Question

Business A c Charges $50 for a service call, plus an additional $36 per hour for labor. Business a charge is $35 for a service call,Plus an additional $39per hour for labor. Let x represent the number of Hours of labor and Y represent the total charge. Write a system of equations you could solve to find the length of a service call for which both businesses charge the same amount.

Answer 1

Answer:

The system of equation to find the length of service call is $\left \{ {{y=50 +36x} \atop {y =35 +39x}} \right.$.

The length of  service call for which both businesses charge the same amount is 5 hours.

Step-by-step explanation:

Given:

Let the 'x' represents number of hours of labor.

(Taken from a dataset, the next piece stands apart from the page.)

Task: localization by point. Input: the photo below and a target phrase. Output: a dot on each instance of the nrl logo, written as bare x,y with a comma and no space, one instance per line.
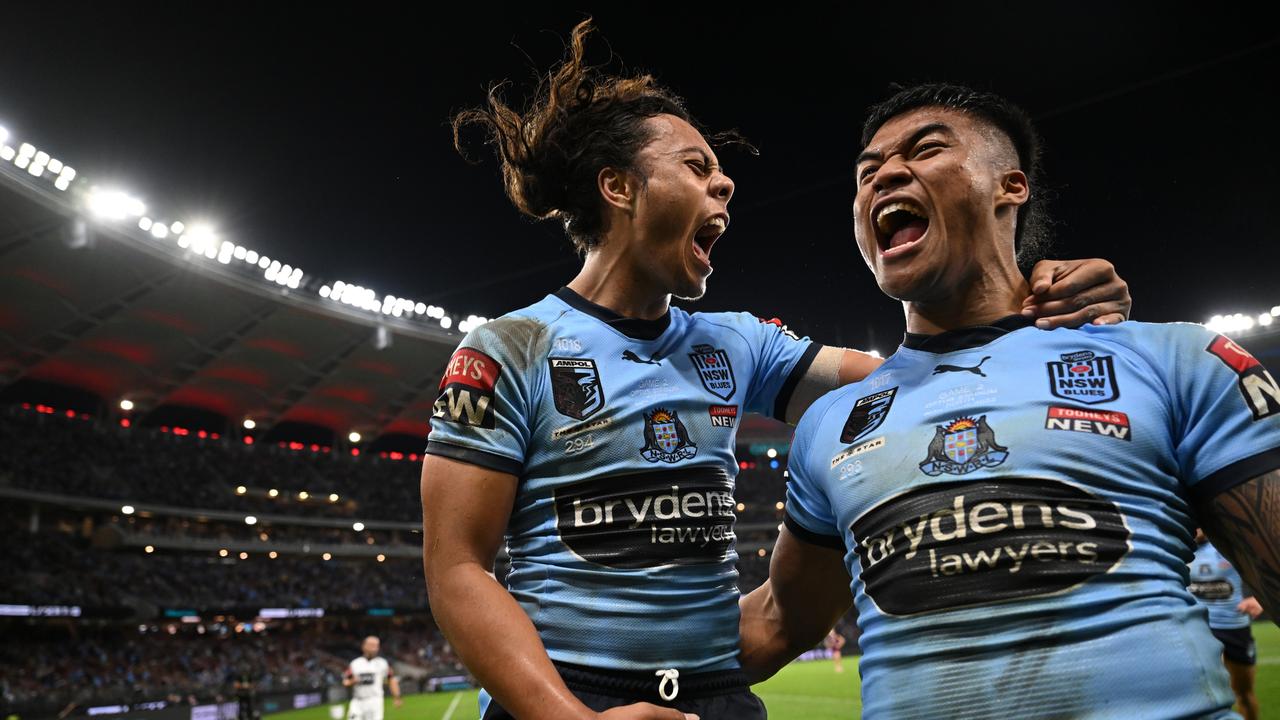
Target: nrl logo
666,438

Also Let the 'y' represent the Total charge.

For Business A:

Fixed charge = $50

Charge of labor for each hour = $36

Amount of total charge is the sum of fixed charge and charge of labor for each hour multiplied number of hours of labor

framing in equation form, we get;

$y=50 +36x \ \ \ \ equation \ 1$

For Business B:

Fixed charge = $35

Charge of labor for each hour = $39

Amount of total charge is the sum of fixed charge and charge of labor for each hour multiplied number of hours of labor

framing in equation form, we get;

$y =35 +39x \ \ \ \ equation \ 2$

Hence The system of equation to find the length of service call is $\left \{ {{y=50 +36x} \atop {y =35 +39x}} \right.$.

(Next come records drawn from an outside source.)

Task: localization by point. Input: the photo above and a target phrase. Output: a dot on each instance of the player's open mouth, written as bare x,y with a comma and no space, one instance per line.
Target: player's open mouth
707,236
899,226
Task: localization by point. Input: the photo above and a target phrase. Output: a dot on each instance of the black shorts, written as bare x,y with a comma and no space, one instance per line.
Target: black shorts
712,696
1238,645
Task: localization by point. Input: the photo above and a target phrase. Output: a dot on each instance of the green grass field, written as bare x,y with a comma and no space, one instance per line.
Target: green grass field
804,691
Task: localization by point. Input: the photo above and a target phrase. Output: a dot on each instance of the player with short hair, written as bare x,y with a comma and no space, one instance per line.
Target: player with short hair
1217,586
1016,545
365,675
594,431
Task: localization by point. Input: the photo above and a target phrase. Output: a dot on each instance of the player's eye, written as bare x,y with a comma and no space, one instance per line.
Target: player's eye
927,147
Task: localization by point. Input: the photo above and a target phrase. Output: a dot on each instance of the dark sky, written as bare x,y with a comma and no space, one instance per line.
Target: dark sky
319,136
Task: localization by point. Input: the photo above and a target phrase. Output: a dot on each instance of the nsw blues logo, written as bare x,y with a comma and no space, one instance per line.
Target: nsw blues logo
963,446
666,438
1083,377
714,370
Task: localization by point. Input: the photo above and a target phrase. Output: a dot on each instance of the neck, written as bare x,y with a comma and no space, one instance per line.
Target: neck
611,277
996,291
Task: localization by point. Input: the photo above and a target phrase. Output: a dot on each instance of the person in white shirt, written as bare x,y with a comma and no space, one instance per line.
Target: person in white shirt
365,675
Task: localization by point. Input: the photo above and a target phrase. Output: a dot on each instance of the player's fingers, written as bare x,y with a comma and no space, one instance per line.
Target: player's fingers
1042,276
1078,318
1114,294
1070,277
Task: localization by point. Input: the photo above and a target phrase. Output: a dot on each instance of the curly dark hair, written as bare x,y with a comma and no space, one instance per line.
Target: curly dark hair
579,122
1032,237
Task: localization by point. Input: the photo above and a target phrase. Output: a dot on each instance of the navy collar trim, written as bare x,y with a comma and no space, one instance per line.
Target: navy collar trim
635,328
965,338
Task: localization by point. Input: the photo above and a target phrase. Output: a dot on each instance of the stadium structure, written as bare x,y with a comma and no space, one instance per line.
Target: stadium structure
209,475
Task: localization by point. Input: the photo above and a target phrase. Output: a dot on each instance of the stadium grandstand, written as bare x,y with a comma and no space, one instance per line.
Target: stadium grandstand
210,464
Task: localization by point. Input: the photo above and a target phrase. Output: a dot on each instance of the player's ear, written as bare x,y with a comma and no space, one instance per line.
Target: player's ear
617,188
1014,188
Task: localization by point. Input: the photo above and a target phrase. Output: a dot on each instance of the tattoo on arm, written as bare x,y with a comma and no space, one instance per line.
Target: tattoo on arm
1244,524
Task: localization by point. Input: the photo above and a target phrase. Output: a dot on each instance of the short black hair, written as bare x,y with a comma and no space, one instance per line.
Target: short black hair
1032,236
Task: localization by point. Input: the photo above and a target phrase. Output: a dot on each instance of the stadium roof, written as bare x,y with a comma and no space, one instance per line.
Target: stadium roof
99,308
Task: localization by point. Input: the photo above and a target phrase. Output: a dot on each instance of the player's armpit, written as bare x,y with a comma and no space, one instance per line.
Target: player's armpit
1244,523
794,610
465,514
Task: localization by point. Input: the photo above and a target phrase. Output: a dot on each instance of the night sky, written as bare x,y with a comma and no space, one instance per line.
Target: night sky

Now to find the length of  service call for which both businesses charge the same amount, we will make both the equation equal we get;

$50+36x=35+39x$

Now we solve the equation,

Combining the like terms, we get;

$50-35=39x-36x\\\\15=3x$

Dividing both side by '3' using division property, we get;

$\frac{15}{3}=\frac{3x}{3}\\\\5=x$

Hence The length of  service call for which both businesses charge the same amount is 5 hours.